Xref: utzoo comp.unix.wizards:25687 alt.security:2582
Path: utzoo!utgpu!news-server.csri.toronto.edu!rpi!usc!cs.utexas.edu!execu!sequoia!rpp386!jfh
From: jfh@rpp386.cactus.org (John F Haugh II)
Newsgroups: comp.unix.wizards,alt.security
Subject: Re: BSD tty security, part 3: How to Fix It
Message-ID: <19317@rpp386.cactus.org>
Date: 20 May 91 13:47:53 GMT
References: <19309@rpp386.cactus.org> <23893:May1901:19:2191@kramden.acf.nyu.edu> <19313@rpp386.cactus.org> <3690:May1921:22:5191@kramden.acf.nyu.edu>
Reply-To: jfh@rpp386.cactus.org (John F Haugh II)
Organization: Lone Star Cat Emporium and BBQ Grill
Lines: 20
X-Clever-Slogan: Help Prevent Robbery.  Tax the IRS.

In article <3690:May1921:22:5191@kramden.acf.nyu.edu> brnstnd@kramden.acf.nyu.edu (Dan Bernstein) writes:
>Can you please stop repeating the same stupid little question?
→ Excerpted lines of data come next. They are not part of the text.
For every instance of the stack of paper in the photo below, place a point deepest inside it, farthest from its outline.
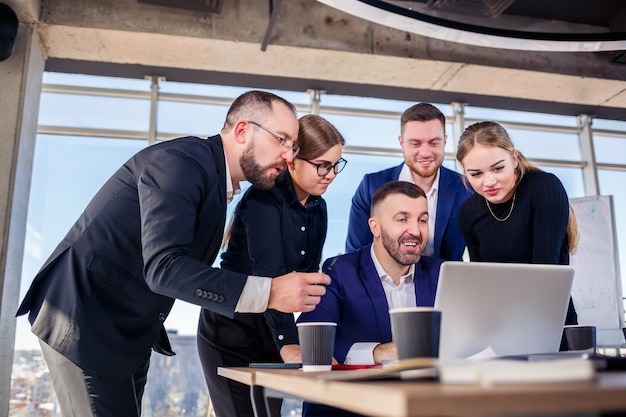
(504, 371)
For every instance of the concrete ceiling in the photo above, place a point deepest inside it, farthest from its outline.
(312, 45)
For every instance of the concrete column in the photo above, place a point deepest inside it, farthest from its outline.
(458, 127)
(587, 150)
(20, 90)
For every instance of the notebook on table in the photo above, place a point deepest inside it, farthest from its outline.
(501, 308)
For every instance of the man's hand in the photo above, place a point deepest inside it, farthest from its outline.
(297, 291)
(385, 351)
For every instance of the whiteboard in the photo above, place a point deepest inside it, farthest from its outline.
(597, 289)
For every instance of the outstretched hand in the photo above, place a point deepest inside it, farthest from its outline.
(385, 351)
(297, 291)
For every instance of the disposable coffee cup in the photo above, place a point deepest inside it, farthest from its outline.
(317, 343)
(416, 331)
(580, 337)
If you
>can't understand Bellovin's explanations or my explanations or the
>series of diagrams above, I give up.

No.  Not until you figure out that I don't care about the TTY line
and I don't care about what happens before the user logs in.  What
happens to a trojan horse that gains access to the =PTY= =AFTER=
the user logs in?  The purpose (go read the Orange Book if you
don't believe me) of Trusted Path and SAK and so on is to insure
positive TCB to User (and vice versa) communication.  If you change
the point of attack from the hardwired tty port to the PTY device
and don't make it any more difficult to violate, all you've done
is moved the problem.  You diagram completely and totally misses
the point.
-- 
John F. Haugh II        | Distribution to  | UUCP: ...!cs.utexas.edu!rpp386!jfh
Ma Bell: (512) 255-8251 | GEnie PROHIBITED :-) |  Domain: jfh@rpp386.cactus.org
"If liberals interpreted the 2nd Amendment the same way they interpret the
 rest of the Constitution, gun ownership would be mandatory."